We wrote up an eviction notice for Z. Just waiting for him to come home and see it. While we were gone he left our front door unlocked and may have broken the microwave. There’s also booze in the mini-fridge in his bedroom.
The kid just doesn’t listen and he’s showing no sign that he’ll ever respect the rules so finally husband agreed the kid has got to go. We have too much to deal with, I don’t have the time or patience to be stressed out about him too.
On another note discovered that someone hit my car while it was parked somewhere late last week sometime. My back rim is scraped up and bent, my bumper was loose and there’s scrapes along my entire passenger side. Yay, more money I have to spend because someone else was being an asshole and wouldn’t take responsibility for their shitty actions.
I really hope that my immune system, bolstered by lots of honey, vitamin c, zinc and other vitamins will be able to fight off the army of germs (courtesy of husband) that I can feel invading my body. Only time will tell, but I’ve taken measures to quarantine myself until I know I’m not contagious too.

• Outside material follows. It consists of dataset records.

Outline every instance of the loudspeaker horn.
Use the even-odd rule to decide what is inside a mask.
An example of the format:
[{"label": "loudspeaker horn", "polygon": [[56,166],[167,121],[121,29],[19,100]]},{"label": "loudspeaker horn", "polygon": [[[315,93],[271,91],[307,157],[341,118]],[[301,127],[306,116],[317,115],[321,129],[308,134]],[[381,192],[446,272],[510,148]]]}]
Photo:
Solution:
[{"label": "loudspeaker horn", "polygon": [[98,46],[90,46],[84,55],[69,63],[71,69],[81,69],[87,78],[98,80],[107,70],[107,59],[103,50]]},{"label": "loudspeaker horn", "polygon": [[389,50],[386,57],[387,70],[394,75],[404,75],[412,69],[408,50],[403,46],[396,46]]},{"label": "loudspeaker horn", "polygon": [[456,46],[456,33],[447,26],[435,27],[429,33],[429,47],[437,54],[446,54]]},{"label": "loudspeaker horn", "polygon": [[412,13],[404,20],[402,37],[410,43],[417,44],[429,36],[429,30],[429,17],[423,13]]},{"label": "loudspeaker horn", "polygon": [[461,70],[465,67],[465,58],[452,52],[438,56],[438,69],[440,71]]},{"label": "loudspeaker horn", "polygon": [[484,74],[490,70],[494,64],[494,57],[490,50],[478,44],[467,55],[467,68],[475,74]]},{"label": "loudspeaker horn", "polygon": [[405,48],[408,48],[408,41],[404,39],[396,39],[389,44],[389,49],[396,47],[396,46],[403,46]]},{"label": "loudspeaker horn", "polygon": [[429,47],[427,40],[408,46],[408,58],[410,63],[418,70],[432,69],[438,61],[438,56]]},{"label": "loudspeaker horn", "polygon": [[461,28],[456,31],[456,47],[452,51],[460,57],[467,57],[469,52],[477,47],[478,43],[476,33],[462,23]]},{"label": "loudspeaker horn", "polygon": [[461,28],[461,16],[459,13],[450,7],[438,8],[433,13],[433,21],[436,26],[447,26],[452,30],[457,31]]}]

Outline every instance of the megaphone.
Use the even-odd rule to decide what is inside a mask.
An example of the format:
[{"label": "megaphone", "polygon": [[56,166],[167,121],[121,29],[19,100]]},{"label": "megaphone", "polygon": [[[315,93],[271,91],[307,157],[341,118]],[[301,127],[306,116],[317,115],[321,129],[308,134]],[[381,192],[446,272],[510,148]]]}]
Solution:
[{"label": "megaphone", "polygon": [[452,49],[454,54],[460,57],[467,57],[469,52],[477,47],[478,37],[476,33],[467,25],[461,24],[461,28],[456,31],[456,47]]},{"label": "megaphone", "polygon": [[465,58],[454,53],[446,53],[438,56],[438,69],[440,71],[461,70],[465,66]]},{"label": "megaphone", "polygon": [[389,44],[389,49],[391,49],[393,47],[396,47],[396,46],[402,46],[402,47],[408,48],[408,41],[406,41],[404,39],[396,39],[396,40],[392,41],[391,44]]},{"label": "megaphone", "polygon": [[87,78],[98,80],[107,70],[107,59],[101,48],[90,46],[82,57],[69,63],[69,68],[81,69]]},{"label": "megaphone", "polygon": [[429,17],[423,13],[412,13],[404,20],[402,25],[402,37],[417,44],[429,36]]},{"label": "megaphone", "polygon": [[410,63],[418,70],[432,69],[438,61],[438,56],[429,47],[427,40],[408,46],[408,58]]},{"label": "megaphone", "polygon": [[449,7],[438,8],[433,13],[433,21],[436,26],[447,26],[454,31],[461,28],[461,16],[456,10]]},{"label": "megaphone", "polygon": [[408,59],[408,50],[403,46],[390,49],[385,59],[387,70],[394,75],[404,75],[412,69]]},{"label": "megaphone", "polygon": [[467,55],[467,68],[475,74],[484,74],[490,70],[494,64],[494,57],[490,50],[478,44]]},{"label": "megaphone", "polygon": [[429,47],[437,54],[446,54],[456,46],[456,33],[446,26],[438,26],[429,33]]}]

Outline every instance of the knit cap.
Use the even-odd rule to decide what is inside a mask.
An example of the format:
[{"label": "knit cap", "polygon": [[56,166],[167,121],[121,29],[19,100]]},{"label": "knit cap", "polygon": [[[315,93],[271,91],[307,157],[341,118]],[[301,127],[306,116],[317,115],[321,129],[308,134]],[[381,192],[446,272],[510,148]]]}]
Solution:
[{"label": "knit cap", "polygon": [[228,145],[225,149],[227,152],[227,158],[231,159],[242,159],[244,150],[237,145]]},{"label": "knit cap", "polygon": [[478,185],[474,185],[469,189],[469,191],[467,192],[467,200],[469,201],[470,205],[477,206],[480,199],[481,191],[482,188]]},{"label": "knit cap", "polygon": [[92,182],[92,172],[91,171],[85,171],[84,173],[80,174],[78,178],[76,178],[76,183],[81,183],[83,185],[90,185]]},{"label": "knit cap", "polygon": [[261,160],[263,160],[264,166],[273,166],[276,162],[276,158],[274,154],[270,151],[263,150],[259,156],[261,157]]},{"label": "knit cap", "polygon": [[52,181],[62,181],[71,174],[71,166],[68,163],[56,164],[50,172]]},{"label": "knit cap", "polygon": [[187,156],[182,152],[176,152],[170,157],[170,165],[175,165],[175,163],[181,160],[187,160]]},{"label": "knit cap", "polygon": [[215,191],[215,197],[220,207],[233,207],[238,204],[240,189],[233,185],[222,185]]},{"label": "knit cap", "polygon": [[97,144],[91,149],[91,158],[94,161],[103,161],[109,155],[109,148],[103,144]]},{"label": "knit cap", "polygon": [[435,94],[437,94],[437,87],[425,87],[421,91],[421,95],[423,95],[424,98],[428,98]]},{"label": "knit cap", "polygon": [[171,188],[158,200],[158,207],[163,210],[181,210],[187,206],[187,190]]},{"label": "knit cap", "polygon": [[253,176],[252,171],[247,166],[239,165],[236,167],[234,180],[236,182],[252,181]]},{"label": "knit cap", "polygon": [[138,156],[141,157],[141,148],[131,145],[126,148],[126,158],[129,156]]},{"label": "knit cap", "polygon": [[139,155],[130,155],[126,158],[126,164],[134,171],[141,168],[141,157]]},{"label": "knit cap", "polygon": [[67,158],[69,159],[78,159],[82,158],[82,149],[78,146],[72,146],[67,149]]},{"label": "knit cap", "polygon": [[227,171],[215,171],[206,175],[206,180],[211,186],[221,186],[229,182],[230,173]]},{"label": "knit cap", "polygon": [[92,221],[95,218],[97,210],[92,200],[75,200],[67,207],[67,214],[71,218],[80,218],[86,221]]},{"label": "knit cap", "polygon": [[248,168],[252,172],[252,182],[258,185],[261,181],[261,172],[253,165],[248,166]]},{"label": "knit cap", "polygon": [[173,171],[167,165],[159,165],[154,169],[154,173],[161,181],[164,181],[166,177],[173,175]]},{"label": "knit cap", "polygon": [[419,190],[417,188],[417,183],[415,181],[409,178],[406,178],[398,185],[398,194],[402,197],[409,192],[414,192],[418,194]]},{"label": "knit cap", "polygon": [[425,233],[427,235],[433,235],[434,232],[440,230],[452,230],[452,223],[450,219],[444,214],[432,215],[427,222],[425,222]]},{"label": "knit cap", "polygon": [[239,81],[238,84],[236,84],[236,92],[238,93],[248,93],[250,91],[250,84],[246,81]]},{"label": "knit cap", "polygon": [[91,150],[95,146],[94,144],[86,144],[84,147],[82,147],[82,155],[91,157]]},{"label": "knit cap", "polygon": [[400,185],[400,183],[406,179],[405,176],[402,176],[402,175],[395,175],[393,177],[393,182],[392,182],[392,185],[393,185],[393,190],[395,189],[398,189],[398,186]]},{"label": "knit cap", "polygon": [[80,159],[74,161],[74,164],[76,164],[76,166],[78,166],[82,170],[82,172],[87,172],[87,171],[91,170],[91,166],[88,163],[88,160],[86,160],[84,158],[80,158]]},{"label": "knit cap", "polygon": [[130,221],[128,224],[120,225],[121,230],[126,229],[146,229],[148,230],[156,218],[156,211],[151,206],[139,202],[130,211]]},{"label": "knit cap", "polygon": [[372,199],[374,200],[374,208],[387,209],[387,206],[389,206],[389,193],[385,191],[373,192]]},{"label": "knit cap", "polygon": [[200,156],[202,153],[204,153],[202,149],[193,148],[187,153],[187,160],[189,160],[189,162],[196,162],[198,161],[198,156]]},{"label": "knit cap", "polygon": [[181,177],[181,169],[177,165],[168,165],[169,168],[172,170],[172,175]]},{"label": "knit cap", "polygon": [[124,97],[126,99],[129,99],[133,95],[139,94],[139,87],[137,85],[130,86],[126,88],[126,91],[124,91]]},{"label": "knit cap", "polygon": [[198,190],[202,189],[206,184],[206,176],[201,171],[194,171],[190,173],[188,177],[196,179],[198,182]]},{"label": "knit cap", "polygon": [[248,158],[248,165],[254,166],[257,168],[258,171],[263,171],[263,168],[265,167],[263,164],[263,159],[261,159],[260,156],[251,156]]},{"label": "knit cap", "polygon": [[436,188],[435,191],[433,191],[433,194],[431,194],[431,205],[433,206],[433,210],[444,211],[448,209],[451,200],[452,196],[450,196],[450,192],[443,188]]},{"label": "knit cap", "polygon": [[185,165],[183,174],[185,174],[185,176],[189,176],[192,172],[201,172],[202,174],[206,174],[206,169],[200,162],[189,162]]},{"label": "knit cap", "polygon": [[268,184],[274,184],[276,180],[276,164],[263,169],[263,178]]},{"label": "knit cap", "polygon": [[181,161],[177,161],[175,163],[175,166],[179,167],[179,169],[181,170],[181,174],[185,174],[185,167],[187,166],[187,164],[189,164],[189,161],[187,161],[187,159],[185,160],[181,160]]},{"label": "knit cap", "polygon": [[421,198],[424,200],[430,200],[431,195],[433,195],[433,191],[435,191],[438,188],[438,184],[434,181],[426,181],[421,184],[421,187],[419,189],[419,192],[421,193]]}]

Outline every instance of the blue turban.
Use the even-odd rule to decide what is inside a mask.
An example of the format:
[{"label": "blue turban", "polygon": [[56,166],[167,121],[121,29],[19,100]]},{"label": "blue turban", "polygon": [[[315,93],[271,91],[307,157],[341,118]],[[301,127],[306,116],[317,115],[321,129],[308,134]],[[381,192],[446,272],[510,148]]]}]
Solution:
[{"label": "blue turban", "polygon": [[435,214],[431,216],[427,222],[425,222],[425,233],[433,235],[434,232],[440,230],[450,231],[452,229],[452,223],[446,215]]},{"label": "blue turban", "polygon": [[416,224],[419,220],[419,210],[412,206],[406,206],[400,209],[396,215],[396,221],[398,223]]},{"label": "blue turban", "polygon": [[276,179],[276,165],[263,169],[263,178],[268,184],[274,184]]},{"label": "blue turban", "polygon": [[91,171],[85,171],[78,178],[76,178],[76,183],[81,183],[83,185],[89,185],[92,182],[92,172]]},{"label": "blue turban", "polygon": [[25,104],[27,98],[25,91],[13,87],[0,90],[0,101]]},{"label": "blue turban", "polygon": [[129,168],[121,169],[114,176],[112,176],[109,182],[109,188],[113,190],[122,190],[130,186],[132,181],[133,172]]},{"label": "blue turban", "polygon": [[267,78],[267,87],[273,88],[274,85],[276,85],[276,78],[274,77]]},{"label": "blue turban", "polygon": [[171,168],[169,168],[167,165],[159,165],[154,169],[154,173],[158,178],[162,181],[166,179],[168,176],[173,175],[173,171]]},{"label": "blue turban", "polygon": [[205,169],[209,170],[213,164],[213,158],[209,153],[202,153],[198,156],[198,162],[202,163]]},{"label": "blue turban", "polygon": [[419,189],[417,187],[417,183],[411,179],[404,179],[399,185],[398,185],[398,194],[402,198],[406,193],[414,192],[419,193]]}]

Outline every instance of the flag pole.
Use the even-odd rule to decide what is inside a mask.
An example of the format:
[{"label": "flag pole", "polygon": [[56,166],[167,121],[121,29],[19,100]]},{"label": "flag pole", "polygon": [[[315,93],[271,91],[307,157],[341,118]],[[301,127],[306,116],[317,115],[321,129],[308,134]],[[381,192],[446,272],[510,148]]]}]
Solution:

I just keep telling myself it can’t rain all the time, there is a light somewhere waiting to wash over me and drive away all the negative energy that keeps attacking me. I wonder what amazing thing I’m supposed to be accomplishing that is such a threat to have warranted these constant attacks. It must be big though. I look forward to the day I can see the big picture and understand why I’ve led such a challenging life.